Gender Pay Gap Reporting - New draft ACAS Guidance published

Gender Pay Gap Reporting - New draft ACAS Guidance published

Gender Pay Gap Reporting Begins

After April this year, employers with 250 or more employees will be required to calculate and publish details of the pay gap between their male and female employees. ACAS and the Government Equalities Office (GEO) have published a draft joint guidance note and some factsheets to assist employers with compliance. Copies of these are available here.

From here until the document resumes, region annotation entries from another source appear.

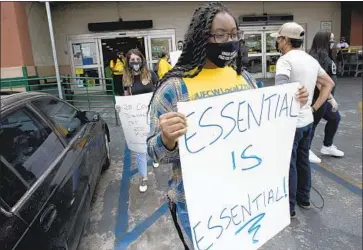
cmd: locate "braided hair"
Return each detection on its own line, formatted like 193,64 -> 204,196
149,2 -> 243,110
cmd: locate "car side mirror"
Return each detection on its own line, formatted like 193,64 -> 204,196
84,111 -> 101,122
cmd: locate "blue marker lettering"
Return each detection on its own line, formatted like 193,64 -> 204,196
265,94 -> 276,120
241,145 -> 262,171
221,102 -> 236,139
237,101 -> 247,132
199,107 -> 223,145
247,94 -> 265,129
184,112 -> 205,154
241,194 -> 252,222
252,194 -> 262,211
234,213 -> 265,244
289,97 -> 297,117
219,208 -> 232,229
208,216 -> 223,240
275,95 -> 280,119
267,189 -> 274,204
193,221 -> 213,250
231,205 -> 241,226
279,94 -> 289,117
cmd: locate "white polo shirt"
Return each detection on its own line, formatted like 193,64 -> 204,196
276,49 -> 326,128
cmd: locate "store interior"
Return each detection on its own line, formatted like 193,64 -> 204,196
101,37 -> 145,67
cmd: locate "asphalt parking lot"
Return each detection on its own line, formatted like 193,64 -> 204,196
79,78 -> 362,250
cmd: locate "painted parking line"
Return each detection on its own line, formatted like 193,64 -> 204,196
311,163 -> 363,195
114,146 -> 363,250
358,101 -> 363,128
114,203 -> 169,250
114,145 -> 168,250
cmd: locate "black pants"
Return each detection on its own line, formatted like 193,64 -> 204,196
168,198 -> 189,250
113,75 -> 124,95
310,102 -> 341,147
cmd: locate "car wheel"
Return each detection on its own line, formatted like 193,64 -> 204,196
102,134 -> 111,170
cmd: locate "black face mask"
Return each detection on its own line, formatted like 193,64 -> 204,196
129,62 -> 142,72
207,41 -> 240,68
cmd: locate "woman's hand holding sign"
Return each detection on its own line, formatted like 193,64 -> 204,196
159,112 -> 188,150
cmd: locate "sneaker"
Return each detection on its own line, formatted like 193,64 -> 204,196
139,177 -> 147,193
296,201 -> 311,210
153,162 -> 159,168
290,211 -> 297,219
320,145 -> 344,157
309,150 -> 321,163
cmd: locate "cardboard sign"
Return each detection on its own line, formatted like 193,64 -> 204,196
178,83 -> 300,250
115,93 -> 152,153
170,50 -> 182,67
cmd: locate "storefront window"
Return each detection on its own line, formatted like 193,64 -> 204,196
265,33 -> 278,53
76,68 -> 100,88
244,33 -> 262,54
151,38 -> 171,60
72,43 -> 97,66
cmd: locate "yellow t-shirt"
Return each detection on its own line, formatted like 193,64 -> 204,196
110,58 -> 125,75
183,66 -> 251,100
158,58 -> 172,79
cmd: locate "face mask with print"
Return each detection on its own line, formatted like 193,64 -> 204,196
275,41 -> 282,56
129,62 -> 141,72
207,41 -> 240,68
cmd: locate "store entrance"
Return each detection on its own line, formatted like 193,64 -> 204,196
241,23 -> 306,78
101,36 -> 146,95
101,37 -> 146,67
68,29 -> 176,93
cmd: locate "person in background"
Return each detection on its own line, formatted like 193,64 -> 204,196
105,63 -> 113,95
110,52 -> 125,96
177,41 -> 184,51
241,39 -> 249,67
157,52 -> 172,79
116,49 -> 158,193
147,3 -> 307,249
309,32 -> 344,163
271,22 -> 334,218
337,37 -> 349,49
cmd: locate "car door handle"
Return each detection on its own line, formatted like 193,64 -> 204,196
40,204 -> 57,232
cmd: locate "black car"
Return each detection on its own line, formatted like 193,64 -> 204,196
0,92 -> 110,250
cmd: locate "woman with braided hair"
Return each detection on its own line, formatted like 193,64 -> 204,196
147,3 -> 308,249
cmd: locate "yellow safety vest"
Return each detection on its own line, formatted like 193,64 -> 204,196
110,58 -> 125,75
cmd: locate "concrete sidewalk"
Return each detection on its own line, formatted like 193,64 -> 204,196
79,78 -> 362,250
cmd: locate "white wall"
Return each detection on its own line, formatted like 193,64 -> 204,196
45,2 -> 341,65
24,2 -> 54,67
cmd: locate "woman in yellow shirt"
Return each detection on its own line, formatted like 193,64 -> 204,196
147,3 -> 308,249
157,52 -> 173,79
110,52 -> 125,95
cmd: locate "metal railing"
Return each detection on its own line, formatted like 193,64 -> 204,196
0,76 -> 119,126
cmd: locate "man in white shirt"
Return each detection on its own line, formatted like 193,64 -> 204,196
271,22 -> 334,218
337,37 -> 349,49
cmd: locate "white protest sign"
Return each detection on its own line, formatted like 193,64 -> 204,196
178,83 -> 300,250
169,50 -> 182,67
115,93 -> 152,153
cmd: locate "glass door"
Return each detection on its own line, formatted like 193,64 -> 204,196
244,31 -> 264,78
69,38 -> 104,91
264,31 -> 280,78
146,34 -> 175,70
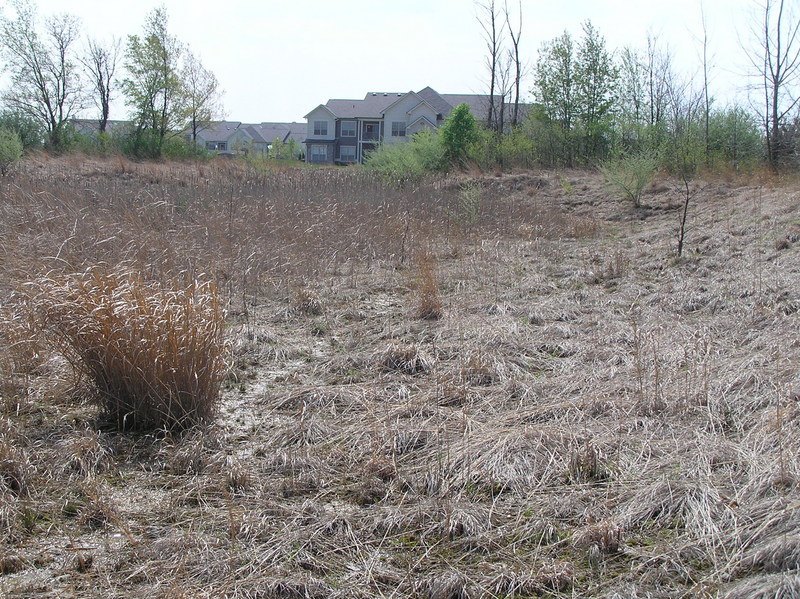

A summary of what the guide covers is set out below, including the 5 key steps employers need to carry out to comply:

  • The guide sets out to which organisations the regulations apply. This in itself is complicated. The threshold of 250 ‘employees’ requires, on 5 April each year, the counting of not just conventional employees but also workers, some self-employed people, employees working abroad and, possibly, some partners.
  • Step 1 is extracting the essential information. The guide sets out details of what this should cover including:
    • a list of ‘relevant employees’ (those employed on 5 April, but excluding partners) and ‘full-pay relevant employees’ (excluding those on leave who are paid less than their usual rate) and their gender. These lists may contain different people from the ‘employees’ counted for the purposes of the threshold mentioned above. The information below must be gathered on one or sometimes both of these categories of employee.
    • Ordinary pay (including money payments such as allowances, shift premium, and leave pay and excluding items such as overtime pay and benefits in kind);
    • Bonuses calculated over 2 different reference periods (the normal pay period in which 5 April falls and the 12 months ending on 5 April);
    • Weekly working hours including an averaging process for those without normal hours;
    • Hourly pay. The guide has an explanation of how to calculate this using the average figures specified in the regulations (30.44 days per month and 365.25 days per year).
  • Step 2 is the calculations. The guide sets out details of how to carry out the following calculations, with examples:
    • Mean and median gender pay gap using hourly rates of pay as the comparison;
    • Mean and median bonus pay gap;
    • The proportion of males and females receiving a bonus; and
    • The proportion of males and females in each quartile by reference to hourly rates of pay.
  • Step 3 is the creation of a supporting statement. The guide considers who can sign this, its minimum requirements and what it should, ideally, cover.
  • Step 4 is the yearly publication of the gender pay information, the first such report being required before 4 April 2018.
  • Step 5 is the implementation of plans to manage the gender pay gap. This is not a legal requirement, but a recommendation of best practice by ACAS and the GEO.
  • The guide also provides a useful explanation of the key terms in the legislation.

It should be noted that the ACAS/ GEO guide is not legally binding, it is simply guidance. There are still aspects of the gender pay gap regime that are unclear and many aspects that are complicated. Any employer who exceeds or is near the threshold of 250 employees should seek legal advice on compliance.